30. September 1989, kurz vor sieben Uhr abends. Fast 4.000 Menschen drängen sich im Garten der Prager Botschaft. Sie alle warten auf die Nachricht von Hans-Dietrich Genscher. Schließlich erscheint er auf dem Balkon. »Liebe Landsleute. Wir sind zu Ihnen gekommen, um Ihnen mitzuteilen, dass heute Ihre Ausreise …« Der Rest seiner Rede wird von lautem Jubelgeschrei übertönt. Es ist der Beginn eines der bedeutendsten Ereignisse der deutschen Nachkriegsgeschichte. Dokudrama.

25.9., um 19 Uhr, Zeitgeschichtliches Forum

 

Dieser eine gemeinsame Tag

Beate Kunath spürt in neun persönlichen Porträts den Erfahrungen von Frauen aus den Partnerstädten ihrer Heimatstadt Chemnitz nach. Was sie alle miteinander verbindet, ist der gemeinsame Geburtstag am 18. September 1967. – In Anwesenheit der Regisseurin; im Rahmen der interkulturellen Wochen.

26. 9., 19 Uhr, Frauenkultur Leipzig e. V. (OmU)

 

Klangkino

Film mit Livemusikbegleitung. Diesmal mit der Band Live from Las Vegas und dem Film »The Getaway« (USA 1972) mit Steve McQueen.

27. 9., 19 Uhr, Cineding

 

Filmnacht im Rahmen der interkulturellen Wochen

Der Frauenkultur e. V. zeigt zwei Filme über die verschiedenen Lebensmöglichkeiten von Frauen in dieser Welt:

Tohebas Geheimnis – Afghanistans verratene Töchter (Afghanistan, 2012)

Der Druck einen Jungen zur Welt zu bringen, lastet enorm auf afghanischen Frauen. Nur Jungen dürfen in Betrieben helfen oder begleiten ihre Schwestern. Es ist eine alte Tradition, dass Familien, die keine Söhne haben, eine Tochter als Jungen verkleiden. »Bacha posh« nennt man sie.

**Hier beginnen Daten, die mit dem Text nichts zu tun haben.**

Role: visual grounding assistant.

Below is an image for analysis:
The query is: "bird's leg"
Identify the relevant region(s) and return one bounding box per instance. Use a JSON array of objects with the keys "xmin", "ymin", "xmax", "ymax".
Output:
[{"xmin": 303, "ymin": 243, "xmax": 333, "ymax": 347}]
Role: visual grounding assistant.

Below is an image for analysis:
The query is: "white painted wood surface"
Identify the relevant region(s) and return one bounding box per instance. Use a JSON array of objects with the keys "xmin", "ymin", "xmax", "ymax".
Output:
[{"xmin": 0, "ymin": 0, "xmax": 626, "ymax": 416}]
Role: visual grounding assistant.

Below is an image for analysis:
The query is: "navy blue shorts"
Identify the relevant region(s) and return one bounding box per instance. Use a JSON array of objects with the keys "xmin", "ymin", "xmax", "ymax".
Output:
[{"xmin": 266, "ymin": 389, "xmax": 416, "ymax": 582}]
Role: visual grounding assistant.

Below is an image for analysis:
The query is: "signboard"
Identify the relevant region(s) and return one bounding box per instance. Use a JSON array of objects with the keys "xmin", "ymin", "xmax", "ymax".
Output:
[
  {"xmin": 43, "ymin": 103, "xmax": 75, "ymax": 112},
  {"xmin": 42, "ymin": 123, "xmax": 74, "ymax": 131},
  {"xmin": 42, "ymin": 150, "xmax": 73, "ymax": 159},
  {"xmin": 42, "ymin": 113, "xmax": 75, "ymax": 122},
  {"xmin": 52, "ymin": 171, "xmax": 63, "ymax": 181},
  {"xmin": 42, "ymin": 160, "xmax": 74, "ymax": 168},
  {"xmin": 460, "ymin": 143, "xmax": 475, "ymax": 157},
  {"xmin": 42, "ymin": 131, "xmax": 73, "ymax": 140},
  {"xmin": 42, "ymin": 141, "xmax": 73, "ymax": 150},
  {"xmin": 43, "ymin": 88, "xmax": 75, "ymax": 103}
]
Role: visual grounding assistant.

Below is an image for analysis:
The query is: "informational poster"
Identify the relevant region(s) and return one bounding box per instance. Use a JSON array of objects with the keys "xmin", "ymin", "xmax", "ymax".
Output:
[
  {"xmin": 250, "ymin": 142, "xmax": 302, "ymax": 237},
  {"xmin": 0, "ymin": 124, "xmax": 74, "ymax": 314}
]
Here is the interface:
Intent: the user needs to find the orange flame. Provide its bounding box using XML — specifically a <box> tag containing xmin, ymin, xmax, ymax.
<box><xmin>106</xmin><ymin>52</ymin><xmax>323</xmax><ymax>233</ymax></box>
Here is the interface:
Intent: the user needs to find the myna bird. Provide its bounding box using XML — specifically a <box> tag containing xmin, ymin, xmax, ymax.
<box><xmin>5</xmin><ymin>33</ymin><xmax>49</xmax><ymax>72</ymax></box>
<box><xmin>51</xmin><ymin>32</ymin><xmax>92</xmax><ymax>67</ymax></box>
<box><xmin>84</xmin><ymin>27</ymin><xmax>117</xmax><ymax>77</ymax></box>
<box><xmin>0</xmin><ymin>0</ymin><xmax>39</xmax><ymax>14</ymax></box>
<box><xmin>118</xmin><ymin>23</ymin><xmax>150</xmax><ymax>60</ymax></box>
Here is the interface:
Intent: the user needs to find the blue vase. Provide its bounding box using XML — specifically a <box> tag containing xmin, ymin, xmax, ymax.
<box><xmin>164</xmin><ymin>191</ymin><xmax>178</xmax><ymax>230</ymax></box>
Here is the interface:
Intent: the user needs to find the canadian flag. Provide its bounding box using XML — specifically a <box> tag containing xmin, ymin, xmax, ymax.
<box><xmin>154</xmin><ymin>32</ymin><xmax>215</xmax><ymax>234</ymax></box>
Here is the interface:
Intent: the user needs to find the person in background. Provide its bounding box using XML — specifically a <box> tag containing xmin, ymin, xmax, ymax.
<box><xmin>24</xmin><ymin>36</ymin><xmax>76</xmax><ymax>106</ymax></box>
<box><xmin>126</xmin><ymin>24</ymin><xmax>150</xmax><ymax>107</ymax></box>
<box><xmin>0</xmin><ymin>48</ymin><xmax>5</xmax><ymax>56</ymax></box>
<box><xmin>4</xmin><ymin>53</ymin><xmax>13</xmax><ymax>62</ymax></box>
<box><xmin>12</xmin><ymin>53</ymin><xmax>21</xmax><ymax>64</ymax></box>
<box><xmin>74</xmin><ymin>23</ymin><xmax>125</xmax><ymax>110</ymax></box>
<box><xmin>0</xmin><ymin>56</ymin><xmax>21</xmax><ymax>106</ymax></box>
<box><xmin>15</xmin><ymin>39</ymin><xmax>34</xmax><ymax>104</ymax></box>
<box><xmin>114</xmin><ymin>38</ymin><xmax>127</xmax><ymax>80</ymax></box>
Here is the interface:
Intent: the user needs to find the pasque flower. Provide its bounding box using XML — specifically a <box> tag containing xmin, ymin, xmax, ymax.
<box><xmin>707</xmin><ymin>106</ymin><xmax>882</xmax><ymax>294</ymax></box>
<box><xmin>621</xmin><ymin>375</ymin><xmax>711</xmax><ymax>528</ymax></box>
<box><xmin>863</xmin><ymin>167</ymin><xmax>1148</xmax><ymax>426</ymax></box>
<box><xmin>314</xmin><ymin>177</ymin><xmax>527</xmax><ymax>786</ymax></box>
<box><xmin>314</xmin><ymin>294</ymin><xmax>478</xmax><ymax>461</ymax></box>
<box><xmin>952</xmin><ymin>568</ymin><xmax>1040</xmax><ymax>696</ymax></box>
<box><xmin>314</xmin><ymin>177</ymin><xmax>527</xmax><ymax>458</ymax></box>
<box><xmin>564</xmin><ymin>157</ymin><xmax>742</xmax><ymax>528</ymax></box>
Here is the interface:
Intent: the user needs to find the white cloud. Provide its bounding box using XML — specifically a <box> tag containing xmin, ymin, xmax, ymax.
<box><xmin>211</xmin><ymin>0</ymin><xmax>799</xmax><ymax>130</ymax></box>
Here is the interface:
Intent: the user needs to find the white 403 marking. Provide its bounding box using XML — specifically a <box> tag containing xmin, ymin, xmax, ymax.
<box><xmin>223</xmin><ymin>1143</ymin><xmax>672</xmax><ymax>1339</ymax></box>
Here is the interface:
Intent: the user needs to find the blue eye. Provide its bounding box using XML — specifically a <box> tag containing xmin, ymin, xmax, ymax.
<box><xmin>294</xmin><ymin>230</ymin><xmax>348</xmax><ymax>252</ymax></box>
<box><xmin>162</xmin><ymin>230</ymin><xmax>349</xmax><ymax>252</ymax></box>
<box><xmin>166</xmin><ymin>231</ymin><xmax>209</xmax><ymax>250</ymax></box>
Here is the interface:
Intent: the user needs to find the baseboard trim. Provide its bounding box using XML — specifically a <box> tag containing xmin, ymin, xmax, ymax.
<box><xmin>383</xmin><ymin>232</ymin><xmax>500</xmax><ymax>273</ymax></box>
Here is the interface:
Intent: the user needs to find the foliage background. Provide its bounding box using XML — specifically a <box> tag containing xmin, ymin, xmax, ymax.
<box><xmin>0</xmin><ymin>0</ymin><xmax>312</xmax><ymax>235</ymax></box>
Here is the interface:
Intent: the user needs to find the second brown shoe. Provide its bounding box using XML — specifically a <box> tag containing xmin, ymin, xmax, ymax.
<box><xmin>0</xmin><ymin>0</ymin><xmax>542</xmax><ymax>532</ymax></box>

China im Reich der Mosuo-Frauen (D 2011)

Am Lugu See im Südwesten Chinas lebt das Volk der Mosuo. Hier entscheiden Frauen… denn die Mosuo leben im Matriarchat. Die Frauen tragen die Verantwortung für die Familie, wählen ihre Liebhaber und vererben Namen und Besitz an die Töchter. Auch die Schutzgöttin der Mosuo ist weiblich.